4.       Range Datatype- DATE Range and Integer Range for storing RANGE [minValue-maxValue] together instead of having to store minValue and maxValue in separate columns- For More details- http://www.postgresql.org/docs/9.2/static/rangetypes.html

5.       Boolean Datatype: Support for Boolean as datatype for columns- For more details- http://www.postgresql.org/docs/9.3/static/datatype-boolean.html

6.       Support for TIME datatype- As far as I remember TIME data-type was not present in DB2 (supported by Oracle)

7.       Infinite Cache for Application Performance- Exclusive to EnterpriseDB Postgres Plus

8.       Handling and Playing with Time Series Data is much more simpler and easier in PostgreSQL: http://no0p.github.io/postgresql/2014/05/08/timeseries-tips-pg.html

9.       Rich Foriegn Data Wrapper Support for querying form various different sources as foriegn table- More details here: http://wiki.postgresql.org/wiki/Foreign_data_wrappers

10.   UNLOGGED Tables: You can create unlogged tables which does not have WAL (redo-log equivalent) overhead for write operations.

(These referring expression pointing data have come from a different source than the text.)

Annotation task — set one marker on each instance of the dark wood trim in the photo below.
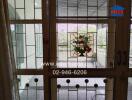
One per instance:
(29, 72)
(26, 21)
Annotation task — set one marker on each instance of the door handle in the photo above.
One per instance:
(124, 58)
(118, 58)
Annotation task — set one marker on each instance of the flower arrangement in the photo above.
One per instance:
(81, 45)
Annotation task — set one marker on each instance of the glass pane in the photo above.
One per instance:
(81, 45)
(82, 7)
(28, 45)
(25, 9)
(19, 3)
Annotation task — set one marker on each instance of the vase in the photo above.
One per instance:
(81, 54)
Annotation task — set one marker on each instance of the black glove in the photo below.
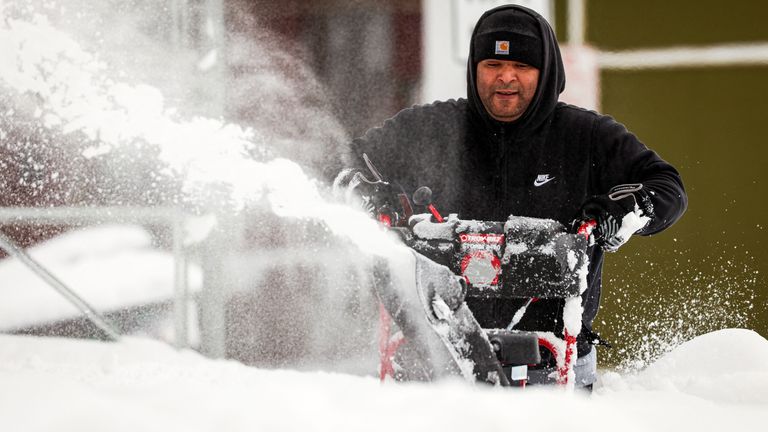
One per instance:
(379, 198)
(612, 213)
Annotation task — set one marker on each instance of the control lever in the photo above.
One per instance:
(423, 196)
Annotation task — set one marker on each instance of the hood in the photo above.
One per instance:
(551, 79)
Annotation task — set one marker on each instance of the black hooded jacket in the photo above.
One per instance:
(487, 170)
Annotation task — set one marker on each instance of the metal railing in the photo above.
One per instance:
(78, 216)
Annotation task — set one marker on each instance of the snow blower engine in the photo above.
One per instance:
(522, 258)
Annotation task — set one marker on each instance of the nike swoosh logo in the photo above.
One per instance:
(542, 180)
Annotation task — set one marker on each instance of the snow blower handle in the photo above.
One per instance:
(386, 201)
(587, 227)
(423, 196)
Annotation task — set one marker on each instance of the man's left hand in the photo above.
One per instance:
(625, 210)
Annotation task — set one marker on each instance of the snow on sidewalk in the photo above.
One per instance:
(59, 384)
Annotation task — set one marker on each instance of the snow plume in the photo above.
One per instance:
(646, 325)
(142, 97)
(92, 111)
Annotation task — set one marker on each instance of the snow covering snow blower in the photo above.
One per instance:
(427, 329)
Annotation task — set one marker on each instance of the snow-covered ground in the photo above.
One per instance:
(716, 382)
(111, 267)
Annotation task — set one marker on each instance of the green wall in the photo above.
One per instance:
(709, 270)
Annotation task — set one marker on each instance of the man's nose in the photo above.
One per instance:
(507, 74)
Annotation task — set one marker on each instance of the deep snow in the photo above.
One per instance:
(716, 382)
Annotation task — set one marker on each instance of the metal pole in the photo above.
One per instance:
(576, 22)
(9, 246)
(180, 285)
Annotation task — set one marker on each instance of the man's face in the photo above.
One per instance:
(506, 88)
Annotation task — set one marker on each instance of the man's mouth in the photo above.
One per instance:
(507, 93)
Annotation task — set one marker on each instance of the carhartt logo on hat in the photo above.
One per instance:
(502, 47)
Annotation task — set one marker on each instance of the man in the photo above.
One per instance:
(511, 148)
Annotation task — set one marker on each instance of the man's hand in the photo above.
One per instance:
(623, 211)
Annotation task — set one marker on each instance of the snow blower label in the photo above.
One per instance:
(502, 47)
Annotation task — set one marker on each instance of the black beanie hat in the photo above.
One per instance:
(509, 34)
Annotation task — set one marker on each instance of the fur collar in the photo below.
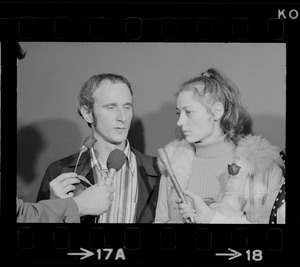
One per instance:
(254, 154)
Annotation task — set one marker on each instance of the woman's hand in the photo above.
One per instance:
(226, 210)
(201, 213)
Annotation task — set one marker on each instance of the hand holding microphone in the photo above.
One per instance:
(114, 163)
(162, 154)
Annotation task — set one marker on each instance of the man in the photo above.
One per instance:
(106, 104)
(94, 201)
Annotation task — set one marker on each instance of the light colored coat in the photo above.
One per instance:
(252, 188)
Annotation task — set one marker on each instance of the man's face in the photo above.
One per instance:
(112, 112)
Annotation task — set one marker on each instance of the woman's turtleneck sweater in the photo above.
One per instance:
(210, 162)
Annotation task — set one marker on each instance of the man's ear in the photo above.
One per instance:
(218, 110)
(86, 114)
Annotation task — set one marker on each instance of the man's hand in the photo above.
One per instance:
(63, 185)
(94, 200)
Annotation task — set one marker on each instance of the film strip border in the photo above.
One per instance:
(152, 245)
(135, 29)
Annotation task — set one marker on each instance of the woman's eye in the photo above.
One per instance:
(128, 107)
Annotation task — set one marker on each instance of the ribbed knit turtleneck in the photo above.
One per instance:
(210, 162)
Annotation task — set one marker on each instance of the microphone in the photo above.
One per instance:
(163, 156)
(114, 163)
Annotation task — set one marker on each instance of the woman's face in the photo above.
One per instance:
(196, 122)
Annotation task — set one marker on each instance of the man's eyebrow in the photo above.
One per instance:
(116, 104)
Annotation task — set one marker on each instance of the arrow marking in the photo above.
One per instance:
(85, 254)
(233, 255)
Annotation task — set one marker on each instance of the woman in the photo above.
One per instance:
(236, 174)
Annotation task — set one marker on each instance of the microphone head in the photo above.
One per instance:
(116, 159)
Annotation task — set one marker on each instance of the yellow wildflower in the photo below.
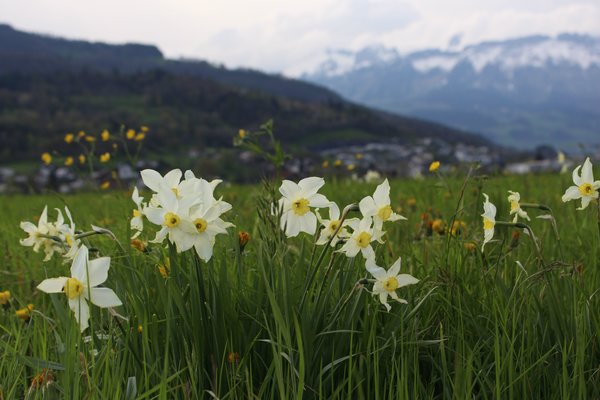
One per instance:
(25, 312)
(4, 297)
(46, 158)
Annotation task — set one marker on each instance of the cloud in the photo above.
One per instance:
(294, 36)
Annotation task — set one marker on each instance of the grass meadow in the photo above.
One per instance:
(285, 319)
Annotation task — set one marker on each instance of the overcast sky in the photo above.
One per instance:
(293, 36)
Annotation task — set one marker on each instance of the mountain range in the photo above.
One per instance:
(520, 92)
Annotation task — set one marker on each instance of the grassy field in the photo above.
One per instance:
(507, 323)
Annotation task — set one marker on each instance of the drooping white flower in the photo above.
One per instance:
(489, 220)
(364, 232)
(297, 200)
(41, 236)
(515, 208)
(387, 282)
(378, 206)
(207, 223)
(137, 220)
(329, 226)
(173, 215)
(585, 187)
(82, 286)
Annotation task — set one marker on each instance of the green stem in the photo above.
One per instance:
(315, 268)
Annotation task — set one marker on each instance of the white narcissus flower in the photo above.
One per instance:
(360, 241)
(378, 206)
(329, 226)
(173, 216)
(137, 220)
(515, 208)
(40, 235)
(297, 200)
(81, 287)
(207, 223)
(585, 187)
(489, 220)
(387, 282)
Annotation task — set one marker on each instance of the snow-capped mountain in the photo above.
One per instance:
(536, 89)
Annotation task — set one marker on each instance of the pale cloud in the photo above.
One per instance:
(293, 37)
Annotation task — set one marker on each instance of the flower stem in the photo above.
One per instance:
(315, 268)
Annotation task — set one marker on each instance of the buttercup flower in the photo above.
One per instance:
(82, 286)
(489, 220)
(378, 206)
(360, 241)
(387, 282)
(297, 200)
(329, 226)
(585, 187)
(515, 207)
(137, 220)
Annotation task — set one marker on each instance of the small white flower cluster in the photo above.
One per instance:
(52, 237)
(186, 210)
(295, 206)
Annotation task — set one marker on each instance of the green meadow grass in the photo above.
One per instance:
(254, 325)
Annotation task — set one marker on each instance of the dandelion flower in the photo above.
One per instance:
(378, 206)
(82, 286)
(585, 187)
(489, 220)
(387, 282)
(515, 207)
(297, 200)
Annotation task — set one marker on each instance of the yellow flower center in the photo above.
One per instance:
(586, 189)
(333, 225)
(73, 288)
(300, 206)
(488, 223)
(390, 284)
(171, 220)
(200, 224)
(385, 212)
(363, 239)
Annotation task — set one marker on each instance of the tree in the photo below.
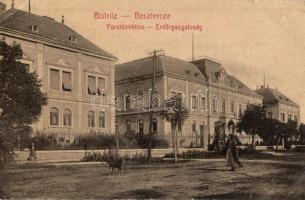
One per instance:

11.   Serializable Snapshot Isolation: SSI provides features of Serializable transaction but without the performance impacts More details: http://wiki.postgresql.org/wiki/SSI and http://wiki.postgresql.org/wiki/Serializable

12.   NOT VALID Constraints: Add a check constraint/FK for new incoming data but ignore any inconsistency in existing data. This will make adding constraints faster. Later, you can clean-up the data and validate the constraint

13.   Filter Based Indexes: You can index a particular column based on some filter. This can be useful for indexing columns based on criteria e.g. index on employee_table(dept) where hasLeft=false

14.   Create Recursive Views using shorthand syntax - More details here: https://wiki.postgresql.org/wiki/What's_new_in_PostgreSQL_9.3#Recursive_View_Syntax

15.   Define sort memory for each query- Gives you flexibility to assign more resources for one query which takes huge resources. You can define work_mem at user, transaction, query/statement or at DB level.

16.   LATERAL JOIN: A LATERAL JOIN enables a subquery in the FROM part of a clause to reference columns from preceding items in the FROM list. More details: https://wiki.postgresql.org/wiki/What's_new_in_PostgreSQL_9.3#LATERAL_JOIN

17.   Define User defined Operators- Flexibility to define user defined operators makes it easy to define your own operators. e.g while migrating from SQL Server one can define a new Operator '+' with two string operands which would work similar to concatenation operator of SQL Server (+).

18.   Rich Language Support: Create user defined objects in Pl/pgSQL, PL/SQL, pl/perl, pl/python, pl/java etc. Your developers can choose a language of their choice for implementing the Stored Procedure

19.   IS NOT NULL queries can make use of indexes- I have seen RDBMS which boasts about its optimizer failing to do so

20.   GRANT/REVOKE access on all tables of a particular schema- More general thatn grant access on each table but at the same time more granular than "SELECT ANY TABLE" and similar privileges

21.   LIMIT and OFFSET features- Limit the number of rows in your output using LIMIT keyword. You can further set an OFFSET from where to start fetching using OFFSET

22.   Granular security and logging: Set User privileges and logging parameter per user/role

23.   Full Text Search Features- More details here- http://www.postgresql.org/docs/9.3/static/textsearch.html

24.   Use indexes for getting statistics on the fly- This feature can help you get a better plan when you are reading data from a table which has been loaded with bulk data recently

25.   COPY JDBC API: Use COPY API to do bulk load into table via JDBC. Check my earlier post on this- http://pgpen.blogspot.com/2013/05/using-copy-in-your-jdbc-code.html


Remember, I have not even added the awesome new features which we will see in PostgreSQL v9.4 [https://wiki.postgresql.org/wiki/What's_new_in_PostgreSQL_9.4].

If you are developer who is not using PostgreSQL then now you know what you have missing all along. If you are a CIO/IT Manager or Product Manager then you know what great features your developers have been deprived off. What are you waiting for? 


If you are a happy postgreSQL user and you think I missed any features, please help me update this list. Thanks in advance!